I Domingo do Advento Textos litúrgicos: Jer 33, 14-16|Salmo 24|1 Tes 3, 12 – 4,2| Lc 21, 25-28.34-36 Naquele tempo, disse Jesus aos seus discípulos: “Haverá sinais no sol, na lua e nas estrelas e, na terra, angústia entre as nações, aterradas com o rugido e a agitação do mar. Os homens morrerão de pavor, na expectativa do que vai suceder ao universo, pois as forças celestes serão abaladas. Então, hão-de ver o Filho do homem vir numa nuvem, com grande poder e glória. Quando estas coisas começarem a acontecer, erguei-vos e levantai a cabeça, porque a vossa libertação está próxima. Tende cuidado convosco, não suceda que os vossos corações se tornem pesados pela intemperança, a embriaguez e as preocupações da vida, e esse dia não vos surpreenda subitamente como uma armadilha, pois ele atingirá todos os que habitam a face da terra.

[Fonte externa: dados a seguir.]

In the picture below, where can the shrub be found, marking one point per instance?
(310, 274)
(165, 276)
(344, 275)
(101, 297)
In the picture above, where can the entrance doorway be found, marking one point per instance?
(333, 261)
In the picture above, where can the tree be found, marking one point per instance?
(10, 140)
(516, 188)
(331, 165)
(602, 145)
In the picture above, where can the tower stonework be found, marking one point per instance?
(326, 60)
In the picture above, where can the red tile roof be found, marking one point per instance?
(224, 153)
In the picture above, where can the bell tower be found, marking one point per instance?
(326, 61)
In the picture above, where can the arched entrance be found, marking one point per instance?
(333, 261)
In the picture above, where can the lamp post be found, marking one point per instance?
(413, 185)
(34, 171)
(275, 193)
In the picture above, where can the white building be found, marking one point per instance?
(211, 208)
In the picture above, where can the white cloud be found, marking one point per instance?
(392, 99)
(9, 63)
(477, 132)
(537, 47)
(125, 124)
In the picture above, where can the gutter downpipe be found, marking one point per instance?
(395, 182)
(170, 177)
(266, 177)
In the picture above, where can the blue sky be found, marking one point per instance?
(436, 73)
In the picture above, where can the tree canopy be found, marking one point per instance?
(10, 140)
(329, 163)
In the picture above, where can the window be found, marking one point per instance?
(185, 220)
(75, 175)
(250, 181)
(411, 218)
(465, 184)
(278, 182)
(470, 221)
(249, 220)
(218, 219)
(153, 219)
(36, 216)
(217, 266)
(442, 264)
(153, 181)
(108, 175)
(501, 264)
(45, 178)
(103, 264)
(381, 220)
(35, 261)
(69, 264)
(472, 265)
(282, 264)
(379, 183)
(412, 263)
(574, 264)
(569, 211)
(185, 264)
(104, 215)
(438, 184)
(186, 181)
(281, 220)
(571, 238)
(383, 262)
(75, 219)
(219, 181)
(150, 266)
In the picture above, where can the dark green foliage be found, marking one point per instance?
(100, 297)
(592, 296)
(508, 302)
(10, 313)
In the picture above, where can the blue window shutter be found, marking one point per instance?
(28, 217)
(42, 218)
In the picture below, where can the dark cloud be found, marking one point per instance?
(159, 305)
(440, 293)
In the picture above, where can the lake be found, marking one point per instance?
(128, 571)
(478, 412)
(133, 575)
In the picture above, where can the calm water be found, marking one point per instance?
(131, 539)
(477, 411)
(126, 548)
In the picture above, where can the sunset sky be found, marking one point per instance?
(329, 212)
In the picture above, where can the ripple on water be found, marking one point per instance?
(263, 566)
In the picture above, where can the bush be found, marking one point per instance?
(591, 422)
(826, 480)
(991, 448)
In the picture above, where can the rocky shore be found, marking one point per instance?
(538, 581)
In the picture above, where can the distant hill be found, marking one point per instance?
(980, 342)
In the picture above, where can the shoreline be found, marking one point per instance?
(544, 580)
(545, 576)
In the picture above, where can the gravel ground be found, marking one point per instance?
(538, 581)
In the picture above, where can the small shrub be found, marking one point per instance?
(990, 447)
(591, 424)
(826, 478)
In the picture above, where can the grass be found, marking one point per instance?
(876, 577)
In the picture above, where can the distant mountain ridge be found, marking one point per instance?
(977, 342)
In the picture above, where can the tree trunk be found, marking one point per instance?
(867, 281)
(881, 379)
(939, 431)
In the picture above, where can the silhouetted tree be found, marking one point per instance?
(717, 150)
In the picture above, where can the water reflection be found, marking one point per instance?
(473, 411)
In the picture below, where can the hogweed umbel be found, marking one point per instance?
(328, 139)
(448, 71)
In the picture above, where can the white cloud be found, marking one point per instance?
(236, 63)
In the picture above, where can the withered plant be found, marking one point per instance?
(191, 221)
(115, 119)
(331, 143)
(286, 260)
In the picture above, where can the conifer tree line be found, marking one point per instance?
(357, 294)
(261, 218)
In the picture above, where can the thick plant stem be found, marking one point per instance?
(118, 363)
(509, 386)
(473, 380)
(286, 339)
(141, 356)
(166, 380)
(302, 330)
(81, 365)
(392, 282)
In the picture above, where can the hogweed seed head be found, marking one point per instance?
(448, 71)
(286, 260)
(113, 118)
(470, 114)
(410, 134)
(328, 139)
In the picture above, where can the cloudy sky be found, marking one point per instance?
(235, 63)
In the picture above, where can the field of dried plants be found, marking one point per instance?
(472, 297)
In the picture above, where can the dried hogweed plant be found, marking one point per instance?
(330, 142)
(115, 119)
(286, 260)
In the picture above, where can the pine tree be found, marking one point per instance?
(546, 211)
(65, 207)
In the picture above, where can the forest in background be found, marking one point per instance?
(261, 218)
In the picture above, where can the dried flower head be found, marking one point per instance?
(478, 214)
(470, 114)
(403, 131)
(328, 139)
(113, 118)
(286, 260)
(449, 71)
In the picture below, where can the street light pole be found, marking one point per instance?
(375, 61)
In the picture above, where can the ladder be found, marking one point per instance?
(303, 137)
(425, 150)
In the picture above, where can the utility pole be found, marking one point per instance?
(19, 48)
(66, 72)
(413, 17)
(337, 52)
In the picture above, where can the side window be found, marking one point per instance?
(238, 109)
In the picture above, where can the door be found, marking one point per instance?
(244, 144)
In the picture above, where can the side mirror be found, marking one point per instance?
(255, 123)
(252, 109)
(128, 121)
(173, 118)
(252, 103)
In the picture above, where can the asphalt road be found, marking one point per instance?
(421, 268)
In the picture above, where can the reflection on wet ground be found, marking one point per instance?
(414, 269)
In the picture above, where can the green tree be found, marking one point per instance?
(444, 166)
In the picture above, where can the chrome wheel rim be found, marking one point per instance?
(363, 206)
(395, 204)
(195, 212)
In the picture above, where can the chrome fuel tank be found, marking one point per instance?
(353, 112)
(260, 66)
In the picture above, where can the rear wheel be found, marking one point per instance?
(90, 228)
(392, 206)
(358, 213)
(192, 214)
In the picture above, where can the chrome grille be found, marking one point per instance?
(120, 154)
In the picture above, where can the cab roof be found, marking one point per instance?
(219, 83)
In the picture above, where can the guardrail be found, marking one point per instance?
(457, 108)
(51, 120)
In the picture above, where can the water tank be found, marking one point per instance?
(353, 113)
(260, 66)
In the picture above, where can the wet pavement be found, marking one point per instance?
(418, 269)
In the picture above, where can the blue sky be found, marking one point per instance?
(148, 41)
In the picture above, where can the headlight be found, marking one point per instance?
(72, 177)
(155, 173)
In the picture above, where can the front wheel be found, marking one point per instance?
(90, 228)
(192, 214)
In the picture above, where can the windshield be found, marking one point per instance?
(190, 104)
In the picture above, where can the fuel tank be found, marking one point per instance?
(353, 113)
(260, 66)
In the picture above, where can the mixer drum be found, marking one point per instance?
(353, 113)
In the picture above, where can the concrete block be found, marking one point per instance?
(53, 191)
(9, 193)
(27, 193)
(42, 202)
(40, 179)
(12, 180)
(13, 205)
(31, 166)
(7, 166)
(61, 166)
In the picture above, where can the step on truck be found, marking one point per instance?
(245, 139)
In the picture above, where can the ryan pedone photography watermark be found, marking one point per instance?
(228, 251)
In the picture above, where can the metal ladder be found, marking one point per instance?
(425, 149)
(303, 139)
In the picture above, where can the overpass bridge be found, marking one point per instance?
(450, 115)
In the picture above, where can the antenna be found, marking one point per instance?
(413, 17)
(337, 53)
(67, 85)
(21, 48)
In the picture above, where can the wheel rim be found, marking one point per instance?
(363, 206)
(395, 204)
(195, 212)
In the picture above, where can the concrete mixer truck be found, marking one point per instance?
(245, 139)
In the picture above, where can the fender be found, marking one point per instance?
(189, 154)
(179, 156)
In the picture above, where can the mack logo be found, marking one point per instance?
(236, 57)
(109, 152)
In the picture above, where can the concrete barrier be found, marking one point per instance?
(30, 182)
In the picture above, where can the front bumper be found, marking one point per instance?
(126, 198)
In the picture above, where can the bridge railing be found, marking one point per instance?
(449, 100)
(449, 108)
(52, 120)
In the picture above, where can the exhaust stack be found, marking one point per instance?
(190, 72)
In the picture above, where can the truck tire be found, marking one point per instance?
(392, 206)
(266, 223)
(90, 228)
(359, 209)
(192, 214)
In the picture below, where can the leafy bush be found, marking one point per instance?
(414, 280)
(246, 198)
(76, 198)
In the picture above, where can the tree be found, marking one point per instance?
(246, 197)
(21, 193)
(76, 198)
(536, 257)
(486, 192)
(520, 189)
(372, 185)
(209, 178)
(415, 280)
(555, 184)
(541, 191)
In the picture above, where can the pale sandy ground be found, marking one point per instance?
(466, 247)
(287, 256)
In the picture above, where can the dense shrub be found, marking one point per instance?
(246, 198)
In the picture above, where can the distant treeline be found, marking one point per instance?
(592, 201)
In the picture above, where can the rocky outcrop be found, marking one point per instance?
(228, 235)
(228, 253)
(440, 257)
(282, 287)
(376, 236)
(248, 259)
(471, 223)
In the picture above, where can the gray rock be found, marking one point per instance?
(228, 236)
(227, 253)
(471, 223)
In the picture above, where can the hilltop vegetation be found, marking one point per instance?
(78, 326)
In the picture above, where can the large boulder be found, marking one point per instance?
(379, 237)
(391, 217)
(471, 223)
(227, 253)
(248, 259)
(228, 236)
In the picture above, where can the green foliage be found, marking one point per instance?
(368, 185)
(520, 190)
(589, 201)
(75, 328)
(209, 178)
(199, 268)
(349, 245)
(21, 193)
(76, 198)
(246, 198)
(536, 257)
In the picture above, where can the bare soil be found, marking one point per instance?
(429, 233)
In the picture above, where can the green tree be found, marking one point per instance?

Portanto, vigiai e orai em todo o tempo, para que possais livrar-vos de tudo o que vai acontecer e comparecer diante do Filho do homem”. Novo Ano Litúrgico Com este domingo, o primeiro do Advento, começa um novo ciclo da comunidade. “(A santa mãe Igreja) distribui todo o mistério de Cristo pelo correr do ano, da Incarnação e Nascimento à Ascensão, ao Pentecostes, expectativa da feliz esperança e da vinda do senhor” (SC 102). No decurso de um ano, a Igreja recorda os mistérios da Redenção oferecendo aos fiéis as riquezas das obras e merecimentos do Senhor, tornando-os presentes no nosso tempo (SC ibidem). Abre-se assim na Igreja um novo tempo. Os fiéis são convidados a seguir os passos de Cristo à luz de um farol que é constituído por um evangelho sinótico. O tesouro da Revelação fica acessível a 16


todos por intermédio de um escrito que ajudará nos aspetos fundamentais da sua marcha para e com Cristo. I :: Com o evangelho de Lucas O ano presente é dito ano C, pois nele a Liturgia da comunidade será prioritariamente orientada pelo terceiro Evangelho sinótico, o evangelho de S. Lucas (talvez o terceiro cronologicamente e o terceiro na sequência bíblica). Nos tempos que não estão dentro do específico do evangelho de S. João, na maioria dos domingos ditos comuns, ler-se-á o texto de S. Lucas. Assim, ao património da Palavra terão acesso todos os fiéis1 como é vontade de toda a Igreja, vontade expressa pelo último Concílio (DV 22). Será ocasião para ler o evangelho de Lucas mais em profundidade e, portanto, para se deixar revisitar por cenas pintadas por um artista2, como já se teve oportunidade de referir, comparando com Mateus mais advogado, com Marcos mais jornalista e com João mais místico. Lucas apresentará pinturas repletas de cores onde o leitor contemplará a dádiva que vem de um Deus cheio de misericórdia. Aliás, será este evangelho o mais apto para mudar a imagem que cada um possa ter do Senhor, agarrado que possa estar ao perfil mais austero ou judicativo, frequente na pregação que o fez e que guardou na memória infantil. Lucas é referido como aquele médico que se preocupou com as fontes, com as datas do enquadramento histórico do Senhor, para O apresentar fiável historicamente (Cf. Actos 1, 1-5 e Lc. 1, 1-4). Será assim pelas mãos de um escritor cuidadoso que seremos orientados ao longo de um ano. 1

Cf A. LAPPLE, Mensagem Bíblica Para o Nosso Tempo, Paulistas, 1968, 456. 2 Cf Jacques HERVIEUX, Les Évangiles Textes et Commentaires, Paris, Bayard, 2001, 301.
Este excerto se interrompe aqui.